Screenshot of Walt Whitman lines with emoji-only companion lines, preserving one output line per source line across a longer passage. — Whitman from a longer run: not a triumph of symbolism, but a sustained holding of place.

Whitman is useful because the passage wants breadth, catalogue, continuation. If the system can remain lineate under these conditions, it's a decent sign that something is working.

Rilke introduces a different difficulty. The line does not simply continue; it broods, turns, and qualifies itself. The output below is still awkward, but the awkwardness is at least inspectable. Certain motifs still recur with the emojies, so that's a good sign too I think.

Screenshot of a Rilke Duino sample with source lines interleaved with emoji-only responses and a few question-mark markers in the output. — Rilke from the Duino material: the system strains, and the strain becomes visible.

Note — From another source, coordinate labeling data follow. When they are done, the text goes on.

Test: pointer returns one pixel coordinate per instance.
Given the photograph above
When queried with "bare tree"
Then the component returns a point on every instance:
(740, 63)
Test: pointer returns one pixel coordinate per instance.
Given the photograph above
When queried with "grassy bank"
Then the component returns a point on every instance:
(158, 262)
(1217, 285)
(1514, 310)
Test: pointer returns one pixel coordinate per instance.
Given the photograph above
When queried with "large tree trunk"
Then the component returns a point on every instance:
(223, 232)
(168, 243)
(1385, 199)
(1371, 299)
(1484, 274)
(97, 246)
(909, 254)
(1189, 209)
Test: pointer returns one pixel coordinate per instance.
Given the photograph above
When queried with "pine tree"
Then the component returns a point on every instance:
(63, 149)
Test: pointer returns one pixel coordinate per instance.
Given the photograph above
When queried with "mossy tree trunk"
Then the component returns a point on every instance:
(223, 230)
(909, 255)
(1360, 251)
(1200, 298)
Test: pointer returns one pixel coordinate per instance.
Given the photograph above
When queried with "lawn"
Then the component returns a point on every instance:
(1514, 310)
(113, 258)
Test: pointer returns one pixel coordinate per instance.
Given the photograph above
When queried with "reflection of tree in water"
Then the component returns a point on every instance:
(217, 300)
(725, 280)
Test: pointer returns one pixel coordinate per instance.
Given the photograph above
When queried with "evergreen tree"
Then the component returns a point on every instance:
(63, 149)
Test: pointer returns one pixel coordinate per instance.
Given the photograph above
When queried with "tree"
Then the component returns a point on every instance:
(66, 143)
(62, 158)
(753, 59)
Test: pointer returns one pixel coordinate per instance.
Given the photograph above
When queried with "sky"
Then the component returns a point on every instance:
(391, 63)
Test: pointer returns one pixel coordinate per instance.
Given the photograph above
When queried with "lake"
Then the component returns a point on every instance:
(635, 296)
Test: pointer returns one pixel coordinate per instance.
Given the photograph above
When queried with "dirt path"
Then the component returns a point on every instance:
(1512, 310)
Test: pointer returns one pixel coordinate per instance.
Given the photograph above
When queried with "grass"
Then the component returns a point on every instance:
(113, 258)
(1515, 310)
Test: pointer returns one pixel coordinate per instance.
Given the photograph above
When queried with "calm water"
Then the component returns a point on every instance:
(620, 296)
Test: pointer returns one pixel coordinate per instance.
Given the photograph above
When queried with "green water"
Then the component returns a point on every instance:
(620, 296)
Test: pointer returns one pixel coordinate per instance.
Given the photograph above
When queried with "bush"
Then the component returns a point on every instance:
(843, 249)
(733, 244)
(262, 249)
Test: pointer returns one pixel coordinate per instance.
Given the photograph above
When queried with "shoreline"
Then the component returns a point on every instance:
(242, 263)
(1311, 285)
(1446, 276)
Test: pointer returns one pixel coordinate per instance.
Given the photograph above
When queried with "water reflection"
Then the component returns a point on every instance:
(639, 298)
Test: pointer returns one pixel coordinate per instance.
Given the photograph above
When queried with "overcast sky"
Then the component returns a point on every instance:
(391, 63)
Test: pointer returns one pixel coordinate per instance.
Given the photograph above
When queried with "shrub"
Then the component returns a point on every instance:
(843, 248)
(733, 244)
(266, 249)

Christian Bök's Eunoia makes the limit clearer though. Its constraint is not merely lexical or imagistic; it is internal, formal, infrastructural at the level of the vowel. Even with extra prompting, the system does not really understand that pressure. After telling it the constraint, it mostly notices the surface fact of the letter i and repeats the obvious emblem:

Emoji-only output for a Eunoia excerpt, with each line beginning with the blue information emoji on a white background. — Raw Eunoia attempt: the constraint is registered, but only as a blunt repeated token.

Woven Eunoia sample showing source text interleaved with emoji renderings, still anchored by the repeated information emoji at the start of each emoji line. — Woven version of the same sample: easier to read, but still not actually carrying the excerpt's internal vowel logic.

Biases

There are lots of biases in this project; I chose some pretty safe poems to test with. And the LLM reveals its own biases too. I'm also not sure what a truly political text would look like, or how the LLM would internally censor itself, flatten the text, etc. as it rewrote what it's given. Or at least not without external prompting explaining the text, contextualizing it etc. so that it can at least try to preserve some semblance of its originary effect. (Essentially I guess like via poetics one can detect the harness of and adumbrate parts of the LLM's poetic process in some ways.)

Conclusion

If entire texts can be rendered this way -- at ease -- what sort of texts result? What's the point? Can emoji be literary? Can there be an emoji literature? Is such a thing sculptural, pictorial, mnemonic, poetic, comic? The uncertainty is certainly part of the appeal. You could turn this into a chrome extension, a camera filter, something else. Thanks for reading!